Служкин снял шапку и поскреб затылок рукояткой лыжной палки.
– Встречать Новый год в электричке – это паршиво, – наконец заявил он. – Да и бросать тебя одного – по-волчьи. А возвращаться всем – обидно. Что делать-то?… Пойдем так. Я надену твои лыжи.
– Я и сам могу… – вяло запротестовал Овечкин. – Зачем вы?…
– Не спорь, – твердо возразил Служкин. – Во-первых, я все на свете умею, случалось уже. А во-вторых, я дорогу знаю, и мне она не покажется такой длинной, как вам.
Отцы подождали, пока Служкин и Овечкин переобуются.
– Давайте тогда я ваш рюкзак понесу, – предложил Овечкин.
– Это – пожалуйста, – охотно согласился Служкин.
Они перелезли снеговой бруствер на обочине дороги и выбрались на целину. Первым деловито торил лыжню Бармин. За ним путь утаптывал Чебыкин. Третьим шел Деменев – Демон, который в своей длинной черной курточке и остроконечной черной шапочке и вправду напоминал мелкого демона для незначительных поручений. Четвертым двигался Овечкин с самым большим, служкинским рюкзаком. За ним осторожно, будто на цыпочках по первому льду, крался Тютин. И замыкал шествие Служкин, заметно хромающий на правую лыжу.

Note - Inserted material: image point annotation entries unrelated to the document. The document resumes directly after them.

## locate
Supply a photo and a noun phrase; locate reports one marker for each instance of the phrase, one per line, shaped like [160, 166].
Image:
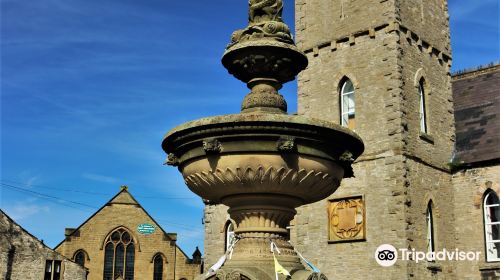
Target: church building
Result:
[122, 241]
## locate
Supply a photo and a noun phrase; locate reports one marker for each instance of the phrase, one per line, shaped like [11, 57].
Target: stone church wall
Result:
[469, 187]
[126, 213]
[22, 256]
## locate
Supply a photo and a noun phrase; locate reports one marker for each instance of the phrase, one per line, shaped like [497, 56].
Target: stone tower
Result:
[388, 62]
[382, 68]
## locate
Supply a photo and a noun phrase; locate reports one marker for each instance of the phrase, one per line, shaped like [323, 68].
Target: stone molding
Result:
[410, 35]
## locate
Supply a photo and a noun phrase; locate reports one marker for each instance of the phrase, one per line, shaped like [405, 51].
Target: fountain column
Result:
[262, 163]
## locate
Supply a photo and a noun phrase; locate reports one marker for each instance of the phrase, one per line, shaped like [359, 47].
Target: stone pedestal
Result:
[262, 163]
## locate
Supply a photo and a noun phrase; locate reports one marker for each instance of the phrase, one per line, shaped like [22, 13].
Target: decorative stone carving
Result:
[212, 146]
[317, 276]
[172, 160]
[268, 177]
[346, 219]
[252, 176]
[286, 144]
[265, 10]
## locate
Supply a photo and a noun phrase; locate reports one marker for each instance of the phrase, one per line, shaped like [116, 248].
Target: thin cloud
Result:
[100, 178]
[25, 210]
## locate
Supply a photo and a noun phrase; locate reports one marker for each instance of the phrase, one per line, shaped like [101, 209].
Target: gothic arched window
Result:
[79, 257]
[229, 235]
[119, 255]
[430, 228]
[158, 267]
[491, 207]
[422, 109]
[347, 104]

Они пробороздили поле и вышли к склону большого оврага, съехали по скорлупе наста на дно и остановились. Здесь по насквозь промерзшему ручью бежала лыжня. Служкин потыкал в нее палкой и назидательно сказал Тютину:
– Вот она. А ты рыдал, как вдова.
Лыжня, словно бы кряхтя – такая она стала ухабистая, – полезла на другой склон оврага, а потом перешла в подъем на очередной косогор. На сломанной лыже Служкин тащился последним, время от времени зачерпывая рукавицей снег и засовывая его в рот. С вершины косогора открывался вид на Валежную, скатившуюся куда-то вниз, ближе к дальним сизым лесам. Впереди лежали протяжные увалы, по которым шла старая лесовозная просека. Небо нехотя повторяло рельеф увалов, но у горизонта бессильно свисало до самых еловых верхушек.

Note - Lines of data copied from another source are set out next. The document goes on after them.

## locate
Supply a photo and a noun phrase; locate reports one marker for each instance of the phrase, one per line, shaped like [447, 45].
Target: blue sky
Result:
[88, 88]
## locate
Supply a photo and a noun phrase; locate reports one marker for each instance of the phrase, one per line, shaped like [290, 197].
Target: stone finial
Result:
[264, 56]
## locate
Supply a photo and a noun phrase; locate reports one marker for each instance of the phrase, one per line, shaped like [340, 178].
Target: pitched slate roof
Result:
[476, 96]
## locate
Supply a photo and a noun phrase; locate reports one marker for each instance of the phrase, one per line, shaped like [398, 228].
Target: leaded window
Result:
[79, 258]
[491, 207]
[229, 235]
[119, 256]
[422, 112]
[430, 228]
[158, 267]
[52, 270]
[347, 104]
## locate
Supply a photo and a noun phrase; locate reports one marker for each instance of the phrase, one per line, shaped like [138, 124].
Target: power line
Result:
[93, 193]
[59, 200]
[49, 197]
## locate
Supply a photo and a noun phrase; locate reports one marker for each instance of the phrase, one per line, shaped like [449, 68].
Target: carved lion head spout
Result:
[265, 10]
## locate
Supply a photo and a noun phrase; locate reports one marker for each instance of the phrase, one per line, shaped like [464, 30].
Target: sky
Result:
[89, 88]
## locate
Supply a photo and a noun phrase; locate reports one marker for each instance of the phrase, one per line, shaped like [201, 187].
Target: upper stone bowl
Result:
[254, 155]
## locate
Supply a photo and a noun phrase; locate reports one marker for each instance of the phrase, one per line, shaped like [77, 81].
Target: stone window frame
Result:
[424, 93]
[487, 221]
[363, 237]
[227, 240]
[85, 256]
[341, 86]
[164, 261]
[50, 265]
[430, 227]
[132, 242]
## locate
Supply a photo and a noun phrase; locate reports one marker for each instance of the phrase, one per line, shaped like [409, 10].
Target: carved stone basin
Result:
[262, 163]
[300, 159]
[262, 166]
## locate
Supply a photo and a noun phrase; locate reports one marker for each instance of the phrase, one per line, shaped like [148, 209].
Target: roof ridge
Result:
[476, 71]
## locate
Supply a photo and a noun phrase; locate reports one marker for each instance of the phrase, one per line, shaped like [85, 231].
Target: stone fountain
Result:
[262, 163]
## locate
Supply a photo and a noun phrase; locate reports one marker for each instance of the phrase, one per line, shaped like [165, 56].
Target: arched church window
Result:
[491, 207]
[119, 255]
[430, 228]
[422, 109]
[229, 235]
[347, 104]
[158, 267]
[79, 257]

– Старт, отцы, – сказал Служкин, глядя на убегающую лыжню.
И отцы двинулись вперед. Сперва они побежали слишком резво, но потом сбавили темп, обретая мерный, монотонный ход. Поначалу они о чем-то переговаривались, перекрикивались, ржали, но вскоре замолчали и раскраснелись, словно в первый раз признались в любви. Помаленьку наступила тишина, в которой слышен был только свист лыж да редкий, случайный стук палки о пенек на обочине.

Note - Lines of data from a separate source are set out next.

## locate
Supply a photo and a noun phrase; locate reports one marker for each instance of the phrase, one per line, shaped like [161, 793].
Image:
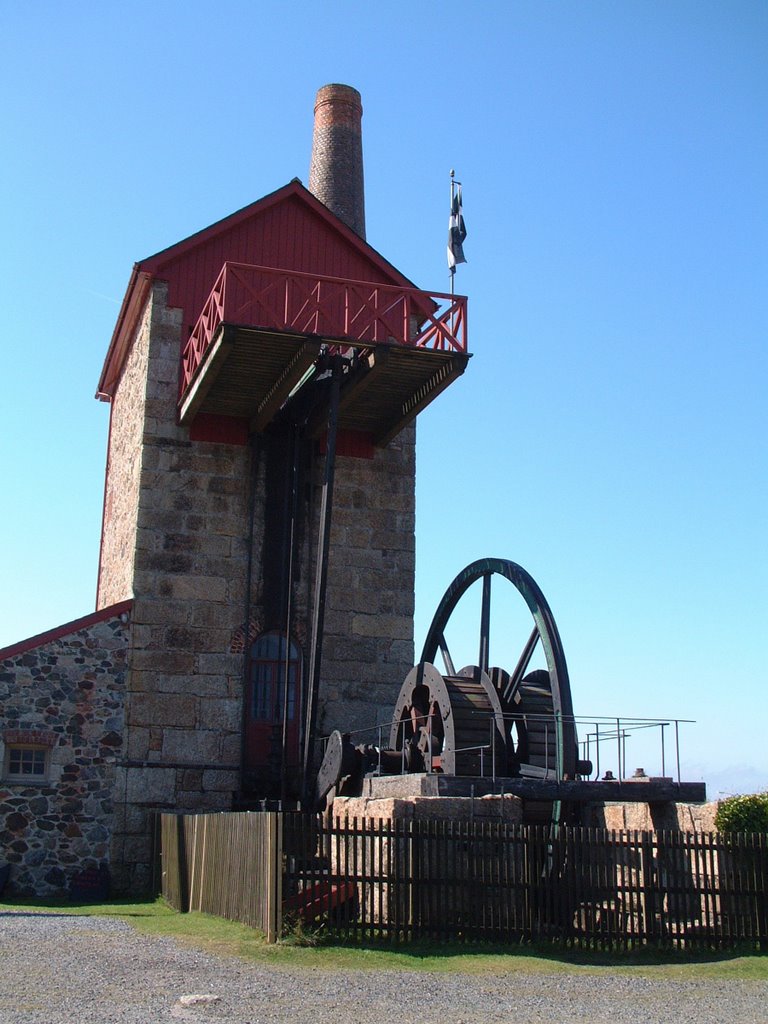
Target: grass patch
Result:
[227, 938]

Плавно ныряя и выныривая, просека тянулась сквозь лес, по колено стоящий в сугробах. Из снеговых валов кое-где торчали жалкие прутья погребенного подлеска. Ветер стряхнул снег с ветвей, и лес стоял серый, простоволосый, словно измученный каким-то непонятным ожиданием.
Бежали долго, часа два, пока просека с размаху, как копье, не вонзилась в бок огромной трассе газопровода. Толстая труба газопровода, покрытая белой жестью, как мост, висела на звенящих от напряжения стальных тросах, натянутых на решетчатые железные вышки. Труба эта блестящей струной вылетала из невообразимой мглистой дали, проносилась мимо и улетала дальше, в невообразимую мглистую даль. Лыжня стремительно проскользнула под ней, и труба прошла над головами, хлестнув по глазам, как ветка по лицу.
За трубой стал виден брошенный трелевочный трактор. Красный, он выглядел на общем фоне серо-бело-сизого пейзажа как свежая ссадина. Только вблизи стало заметно, что он уже не красный, а ржавый. Он стоял накренившись, по гусеницы утонув в сугробах, и напоминал оставленный экипажем катер, который волею стихий посадило на мель. Окна его были выбиты, дверка висела на одной петле, на крыше лежала снежная шапка, и длинным языком снег взбирался вверх по его наклоненному щиту.